Это была эпоха настоящего геноцида, когда человеку приказывали: предай, лжесвидетельствуй, рукоплещи казням и приговорам, продай свой народ… Жесточайший прессинг сказывался во всех областях жизни и деятельности, особенно в искусстве и науке. Ведь именно тогда уничтожали и сажали в лагеря талантливейших русских ученых, мыслителей, писателей (в основном тех, кто не подчинился «верхушке»). Во многом это происходило потому, что власть боялась и ненавидела их за истинное, ограниченное намерение жить для других, за жертвенность. Именно поэтому многие ценные документы прятались за толстые стены архивов и спецхранов, из библиотек изымались неугодные издания, уничтожались храмы, иконы и другие культурные ценности. Прошлое для народа умерло, перестало существовать. Взамен была создана искаженная история, которая соответственным образом сформировала общественное сознание. Ромен Ролан в своем дневнике так написал об идеологической и духовной атмосфере в России в те годы: » Это строй абсолютного бесконтрольного произвола, без малейшей гарантии, оставленной элементарным свободам, священным правам справедливости и человечности». Действительно, тоталитарный режим в России уничтожил на своем пути всех сопротивляющихся и несогласных.
Страна превратилась в единый огромный ГУЛАГ. О страшной его роли в судьбах русского народа впервые заговорила наша отечественная литература. Здесь необходимо назвать имена Лидии Чуковской, Юрия Бондарева и Трифонова. Но в числе первых заговорил о нашем трагическом прошлом А. И. Солженицын. Его повесть » Один день Ивана Денисовича» стала книгой жизненной и художественной правды, возвестившей будущий конец эпохи Сталина. Путь «неугодных» тем к читателю тернист в любые времена. И даже сегодня продолжают существовать примеры, когда одну ложь подменяют другой. Дело еще и в том, что тоталитарное сознание не способно к какому-либо просветлению. Вырваться из цепких клещей догматического мышления очень непросто. Вот почему долгие годы серость и единомыслие считались нормой. И вот, с позиций этого слившегося опыта-интеллигенции и народа, прошедших крестный путь нечеловеческих испытай ГУЛАГа, Солженицын выносит в советскую печать свою «лагерную» повесть — «Один день Ивана Денисовича».

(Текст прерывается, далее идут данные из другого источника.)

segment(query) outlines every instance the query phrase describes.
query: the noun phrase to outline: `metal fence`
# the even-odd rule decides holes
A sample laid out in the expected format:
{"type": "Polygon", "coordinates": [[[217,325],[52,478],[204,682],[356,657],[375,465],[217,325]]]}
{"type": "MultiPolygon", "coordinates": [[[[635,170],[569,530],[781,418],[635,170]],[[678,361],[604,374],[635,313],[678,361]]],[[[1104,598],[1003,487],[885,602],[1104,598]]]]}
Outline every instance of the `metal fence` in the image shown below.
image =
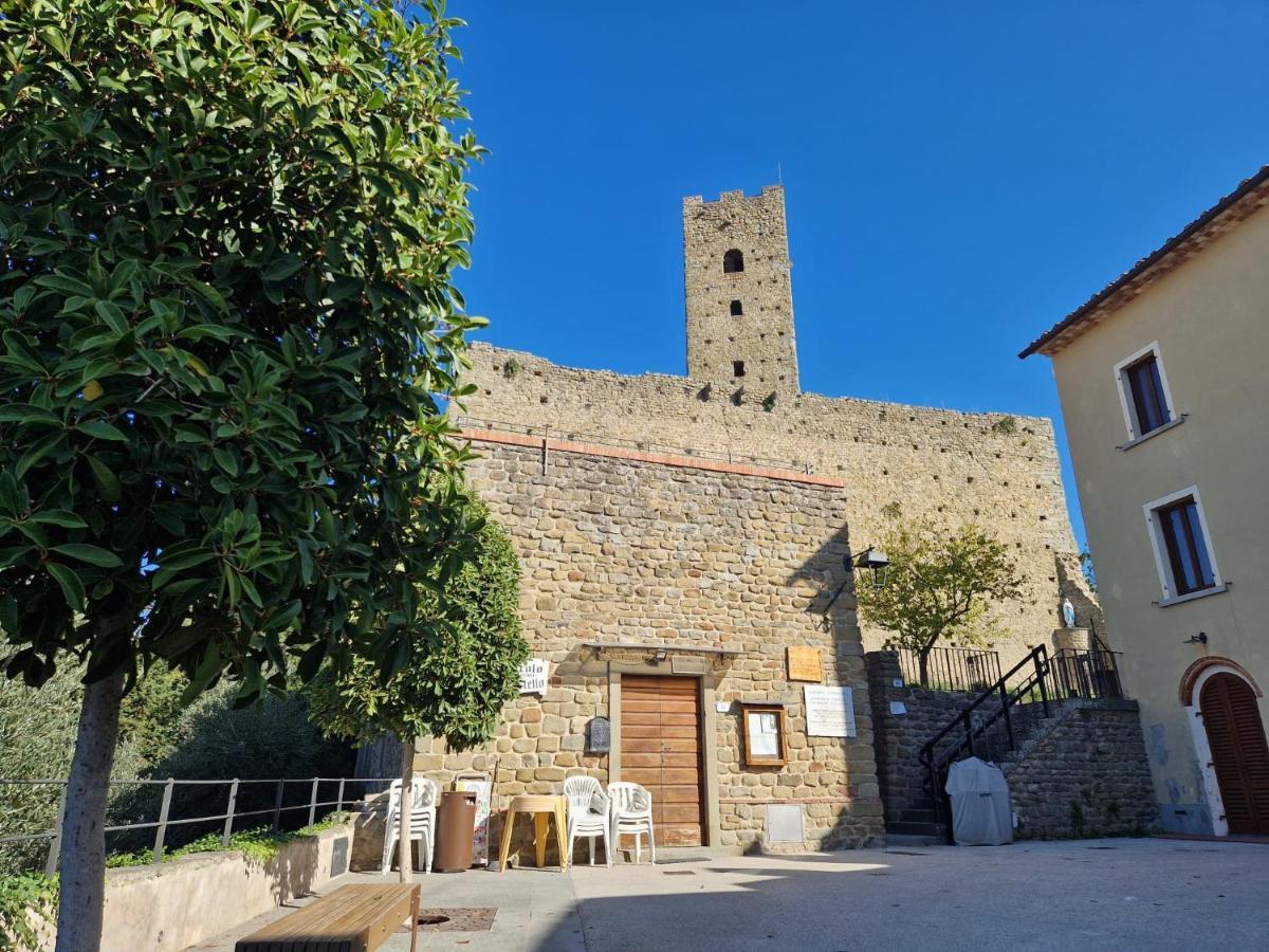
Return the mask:
{"type": "Polygon", "coordinates": [[[920,652],[898,649],[898,668],[906,684],[933,691],[982,691],[1000,680],[1000,655],[971,647],[931,647],[920,652]]]}
{"type": "MultiPolygon", "coordinates": [[[[183,826],[193,824],[211,825],[214,823],[223,821],[221,828],[221,843],[225,847],[230,844],[230,836],[233,834],[235,820],[247,817],[247,816],[269,816],[270,828],[277,830],[282,823],[282,815],[294,811],[294,810],[307,810],[308,811],[308,825],[311,826],[317,821],[317,810],[324,807],[335,807],[335,812],[341,812],[344,810],[344,803],[352,803],[357,800],[357,796],[352,796],[350,787],[379,787],[379,791],[386,788],[396,777],[287,777],[280,779],[240,779],[237,777],[232,779],[211,779],[211,781],[178,781],[169,777],[165,781],[147,779],[147,781],[110,781],[112,787],[162,787],[162,798],[159,806],[159,819],[154,821],[143,823],[123,823],[109,825],[105,828],[105,833],[124,833],[128,830],[150,830],[155,831],[154,839],[154,852],[151,863],[162,862],[164,854],[164,840],[168,836],[168,830],[171,826],[183,826]],[[187,816],[187,817],[174,817],[171,816],[171,801],[173,792],[178,787],[209,787],[209,786],[225,786],[228,788],[226,806],[223,814],[211,814],[206,816],[187,816]],[[303,802],[286,805],[287,784],[307,784],[308,797],[303,802]],[[330,791],[330,784],[338,784],[335,790],[334,800],[319,800],[319,791],[324,787],[330,791]],[[265,807],[263,810],[239,810],[239,793],[242,792],[244,787],[253,786],[273,786],[275,790],[273,806],[265,807]]],[[[67,781],[53,781],[53,779],[5,779],[0,778],[0,784],[20,784],[30,787],[47,787],[56,786],[61,787],[61,798],[57,805],[57,824],[52,830],[44,833],[24,833],[15,835],[0,836],[0,845],[8,843],[29,843],[32,840],[47,839],[48,843],[48,859],[44,863],[44,875],[52,876],[57,869],[57,858],[61,854],[62,848],[62,823],[66,815],[66,784],[67,781]]],[[[367,792],[379,792],[379,791],[362,791],[362,796],[367,792]]],[[[327,792],[329,796],[329,792],[327,792]]]]}
{"type": "Polygon", "coordinates": [[[1122,698],[1119,651],[1062,649],[1049,659],[1057,697],[1122,698]]]}

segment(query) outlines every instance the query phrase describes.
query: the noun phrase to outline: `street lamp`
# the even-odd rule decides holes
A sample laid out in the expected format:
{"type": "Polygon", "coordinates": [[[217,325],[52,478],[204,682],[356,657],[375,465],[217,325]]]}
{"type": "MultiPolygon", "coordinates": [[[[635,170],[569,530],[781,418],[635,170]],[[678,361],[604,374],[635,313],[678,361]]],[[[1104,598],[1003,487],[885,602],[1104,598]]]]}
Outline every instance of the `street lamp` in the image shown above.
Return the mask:
{"type": "Polygon", "coordinates": [[[854,559],[848,555],[841,562],[848,572],[854,572],[855,569],[867,569],[871,572],[869,584],[873,590],[886,588],[886,570],[890,567],[890,560],[876,546],[868,546],[854,559]]]}

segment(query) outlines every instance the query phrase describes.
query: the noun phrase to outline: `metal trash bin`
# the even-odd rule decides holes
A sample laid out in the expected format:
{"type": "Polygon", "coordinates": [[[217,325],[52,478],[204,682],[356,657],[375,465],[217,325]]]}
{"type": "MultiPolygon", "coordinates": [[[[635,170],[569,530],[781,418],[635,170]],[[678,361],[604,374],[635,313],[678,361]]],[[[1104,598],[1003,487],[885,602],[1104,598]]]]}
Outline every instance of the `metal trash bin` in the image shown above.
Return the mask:
{"type": "Polygon", "coordinates": [[[437,810],[437,872],[466,872],[472,864],[472,834],[476,830],[476,793],[448,791],[437,810]]]}

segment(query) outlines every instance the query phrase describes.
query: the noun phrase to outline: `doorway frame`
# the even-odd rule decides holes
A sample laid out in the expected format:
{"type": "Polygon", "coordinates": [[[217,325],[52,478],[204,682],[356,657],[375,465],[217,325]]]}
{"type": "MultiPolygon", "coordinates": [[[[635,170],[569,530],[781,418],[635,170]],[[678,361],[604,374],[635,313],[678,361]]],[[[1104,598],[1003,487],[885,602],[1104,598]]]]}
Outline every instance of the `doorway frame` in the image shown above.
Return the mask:
{"type": "MultiPolygon", "coordinates": [[[[1225,798],[1221,796],[1221,784],[1216,778],[1216,760],[1212,757],[1212,744],[1207,739],[1207,725],[1203,722],[1202,712],[1203,685],[1217,674],[1232,674],[1239,680],[1245,682],[1251,688],[1251,693],[1256,696],[1258,708],[1264,694],[1260,691],[1260,685],[1242,670],[1241,665],[1226,661],[1225,659],[1212,659],[1197,674],[1192,669],[1181,679],[1183,697],[1188,694],[1190,702],[1185,704],[1185,717],[1190,725],[1190,735],[1194,740],[1194,755],[1198,758],[1199,773],[1203,777],[1203,796],[1207,800],[1207,809],[1212,812],[1212,834],[1216,836],[1228,836],[1230,824],[1225,819],[1225,798]]],[[[1264,713],[1259,710],[1258,713],[1260,713],[1263,720],[1264,713]]]]}
{"type": "Polygon", "coordinates": [[[702,847],[722,844],[722,823],[718,811],[718,755],[717,755],[717,710],[714,692],[718,678],[706,660],[685,655],[675,655],[673,650],[666,658],[646,661],[608,663],[608,724],[610,745],[608,750],[608,782],[622,779],[622,675],[645,674],[665,678],[694,678],[700,685],[700,774],[704,791],[704,834],[702,847]]]}

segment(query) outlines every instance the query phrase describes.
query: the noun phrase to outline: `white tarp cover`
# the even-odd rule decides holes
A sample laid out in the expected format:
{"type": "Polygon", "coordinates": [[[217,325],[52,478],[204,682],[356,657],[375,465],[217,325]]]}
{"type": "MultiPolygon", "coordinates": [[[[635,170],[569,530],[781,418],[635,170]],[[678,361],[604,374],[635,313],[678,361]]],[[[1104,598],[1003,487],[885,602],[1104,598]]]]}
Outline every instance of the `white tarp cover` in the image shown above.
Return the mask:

После долгих переговоров с властями А. Т. Твардовский получает в октябре разрешение Н. С. Хрущева на публикацию «Одного дня…». В 11-номере «Нового мира» за 1962 год повесть была опубликована, автор ее в одночасье становится всемирно известным писателем. Ни одна публикация времен «оттепели», да и много лет продолжившей ее горбачевской «перестройки» не имела резонанса и силы воздействия на ход отечественной истории. Приоткрывшаяся щелка в «совершенно секретный» мир сталинской душегубки не просто раскрыла одну из самых страшных тайн XX века. Правда о ГУЛАГе (еще очень маленькая, почти интимная, по сравнению с будущим монолитом «Архипелага») показала «всему прогрессивному человечеству» органическое родство всех отвратительных разновидностей тоталитаризма, будь то гитлеровские «лагеря смерти» (Освенцим, Майданек, Треблинка), или сталинский Архипелаг ГУЛАГ — те же лагеря смерти, направленные на истребление собственного народа и осененные коммунистическими лозунгами, лживой пропагандой создания «нового человека» в ходе ожесточенной классовой борьбы и беспощадной «перековки» человека «старого».
По обыкновению всех партийных руководителей Советского Союза, Хрущев пытался и Солженицына использовать вместе с повестью в качестве «колесика и винтика» партийного дела. В своей известной речи на встрече с деятелями литературы и искусства 8 марта 1963 г. он представил открытие Солженицына как писателя заслугой партии, результатом мудрого партийного руководства литературы и искусства в годы своего собственного правления.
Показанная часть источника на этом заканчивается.